Depuis le début de la saison des primaires américaines, le candidat à l'investiture démocrate Bernie Sanders a réussi à prouver qu'il peut rejoindre une majorité de jeunes et de femmes, et qu'il peut percer chez les ouvriers et les cols bleus.

Mais son vrai test aura lieu samedi, en Caroline-du-Sud, où les Noirs forment la majorité des électeurs démocrates. Or, de sondage en sondage, Hillary Clinton confirme son avance chez les Afro-Américains. Un sondage national datant de la fin de l'été lui accorde 80 % des intentions de vote chez les électeurs noirs - contre 23 % pour le sénateur socialiste du Vermont. En Caroline-du-Sud, l'écart est de 57 % à 33 %. A priori, une avance insurmontable...

Mais Anoa Changa, engagée dans le groupe « les Afro-Américains pour Bernie Sanders », préfère ne pas penser aux sondages. Cette avocate de 34 ans vit à Atlanta, en Géorgie, où le sénateur du Vermont traîne aussi largement la patte derrière Hillary Clinton.

Mais Anoa Changa n'en démord pas : à ses yeux, c'est ce politicien socialiste qui tient le discours le plus prometteur à la fois pour les femmes et pour les Noirs.

Pas tant parce qu'il se consacre spécifiquement aux problèmes raciaux, mais parce qu'il propose de corriger les fléaux sociaux qui affectent en premier lieu les communautés noires, tels le chômage, le sous-emploi et l'extrême pauvreté.

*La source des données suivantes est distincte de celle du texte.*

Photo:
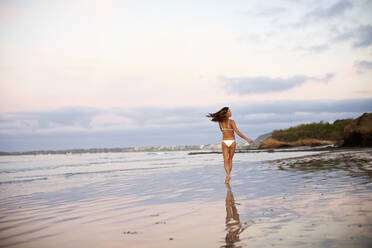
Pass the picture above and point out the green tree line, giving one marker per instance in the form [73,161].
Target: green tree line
[321,130]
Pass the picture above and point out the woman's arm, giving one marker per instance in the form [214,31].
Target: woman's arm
[239,133]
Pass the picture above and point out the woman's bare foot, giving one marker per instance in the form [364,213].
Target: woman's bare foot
[227,180]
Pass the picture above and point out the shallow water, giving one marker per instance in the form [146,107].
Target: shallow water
[171,199]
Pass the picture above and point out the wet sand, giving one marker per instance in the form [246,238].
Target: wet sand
[321,200]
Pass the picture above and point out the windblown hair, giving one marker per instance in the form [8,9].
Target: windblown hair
[221,115]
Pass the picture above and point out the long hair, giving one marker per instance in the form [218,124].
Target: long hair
[221,115]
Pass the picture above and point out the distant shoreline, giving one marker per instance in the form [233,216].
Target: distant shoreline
[193,150]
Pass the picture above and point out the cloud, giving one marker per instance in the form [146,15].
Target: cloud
[248,85]
[336,9]
[81,127]
[363,64]
[361,35]
[318,14]
[313,49]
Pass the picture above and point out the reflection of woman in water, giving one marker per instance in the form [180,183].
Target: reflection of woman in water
[233,225]
[227,127]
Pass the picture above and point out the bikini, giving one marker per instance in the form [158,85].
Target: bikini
[227,142]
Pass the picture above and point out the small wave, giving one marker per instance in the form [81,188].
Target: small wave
[24,180]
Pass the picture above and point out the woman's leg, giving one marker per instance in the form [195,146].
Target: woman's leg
[231,151]
[225,153]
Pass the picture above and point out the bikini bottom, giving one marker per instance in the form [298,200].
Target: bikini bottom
[228,142]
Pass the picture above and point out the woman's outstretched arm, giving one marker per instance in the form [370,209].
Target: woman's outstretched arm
[239,133]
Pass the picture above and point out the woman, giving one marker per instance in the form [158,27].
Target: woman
[227,127]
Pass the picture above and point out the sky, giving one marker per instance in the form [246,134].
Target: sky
[94,74]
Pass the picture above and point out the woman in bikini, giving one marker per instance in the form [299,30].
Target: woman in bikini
[227,127]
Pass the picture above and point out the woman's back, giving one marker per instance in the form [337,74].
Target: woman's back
[227,129]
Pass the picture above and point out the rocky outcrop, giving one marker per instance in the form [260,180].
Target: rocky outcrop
[273,143]
[359,131]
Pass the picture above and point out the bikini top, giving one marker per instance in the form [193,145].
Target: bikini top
[225,128]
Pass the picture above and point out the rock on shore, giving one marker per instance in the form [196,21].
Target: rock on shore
[273,143]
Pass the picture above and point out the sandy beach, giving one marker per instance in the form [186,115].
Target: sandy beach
[286,199]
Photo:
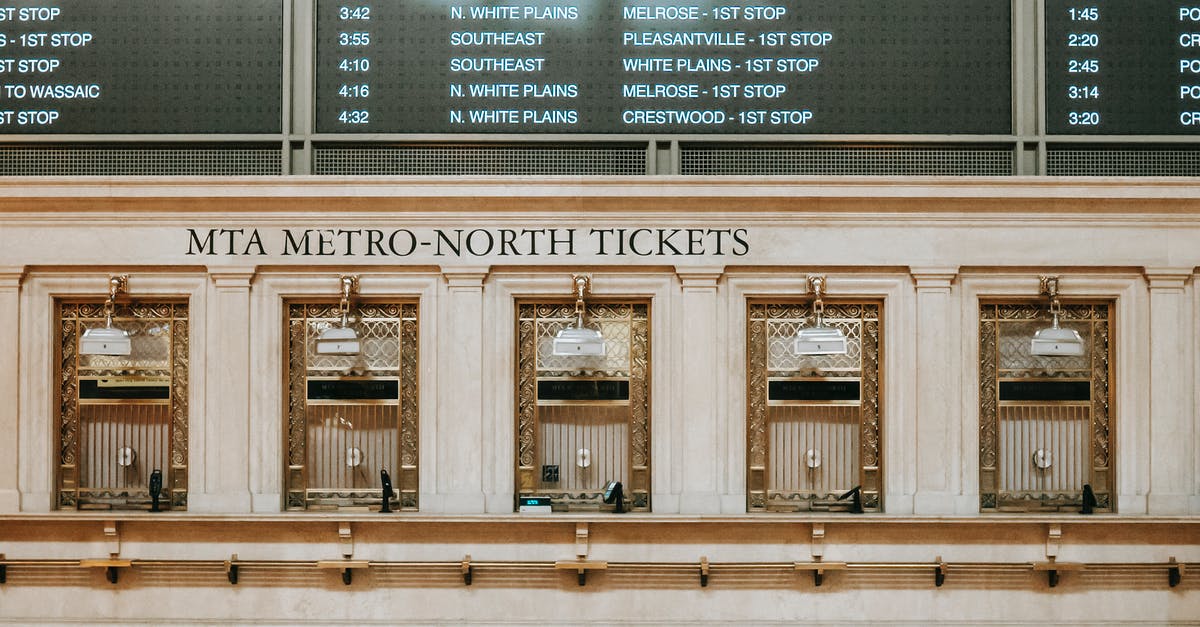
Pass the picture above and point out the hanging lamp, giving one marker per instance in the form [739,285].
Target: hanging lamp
[577,340]
[820,339]
[342,339]
[1055,340]
[108,339]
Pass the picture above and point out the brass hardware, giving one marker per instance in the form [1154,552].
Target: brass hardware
[616,433]
[1053,568]
[582,567]
[111,567]
[467,566]
[819,568]
[1054,541]
[817,541]
[346,566]
[346,538]
[581,539]
[91,431]
[781,431]
[319,433]
[112,538]
[1075,435]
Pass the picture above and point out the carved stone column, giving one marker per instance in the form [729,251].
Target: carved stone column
[221,483]
[699,428]
[937,383]
[10,353]
[460,429]
[1171,383]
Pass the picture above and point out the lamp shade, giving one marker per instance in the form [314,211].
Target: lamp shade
[1056,341]
[820,340]
[106,340]
[339,340]
[579,341]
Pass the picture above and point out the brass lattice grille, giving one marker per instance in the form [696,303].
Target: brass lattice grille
[583,421]
[814,421]
[352,416]
[1044,422]
[123,417]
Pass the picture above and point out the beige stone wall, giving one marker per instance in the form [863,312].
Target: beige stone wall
[929,249]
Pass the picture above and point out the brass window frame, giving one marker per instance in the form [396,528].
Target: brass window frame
[1103,405]
[527,479]
[870,376]
[299,495]
[70,494]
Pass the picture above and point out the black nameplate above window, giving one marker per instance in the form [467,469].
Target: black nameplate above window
[353,389]
[1045,390]
[582,390]
[102,389]
[813,390]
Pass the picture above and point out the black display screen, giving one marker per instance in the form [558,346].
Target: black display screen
[679,66]
[1122,67]
[814,390]
[141,66]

Ainsi, souligne Anoa Changa, de tous les candidats aux primaires américaines, le sénateur Sanders est le seul à proposer de hausser le salaire moyen jusqu'à 15 $US l'heure - soit deux fois son taux actuel. Une telle mesure profiterait à tous les travailleurs coincés au bas de l'échelle salariale. Où on trouve un nombre disproportionné de Noirs...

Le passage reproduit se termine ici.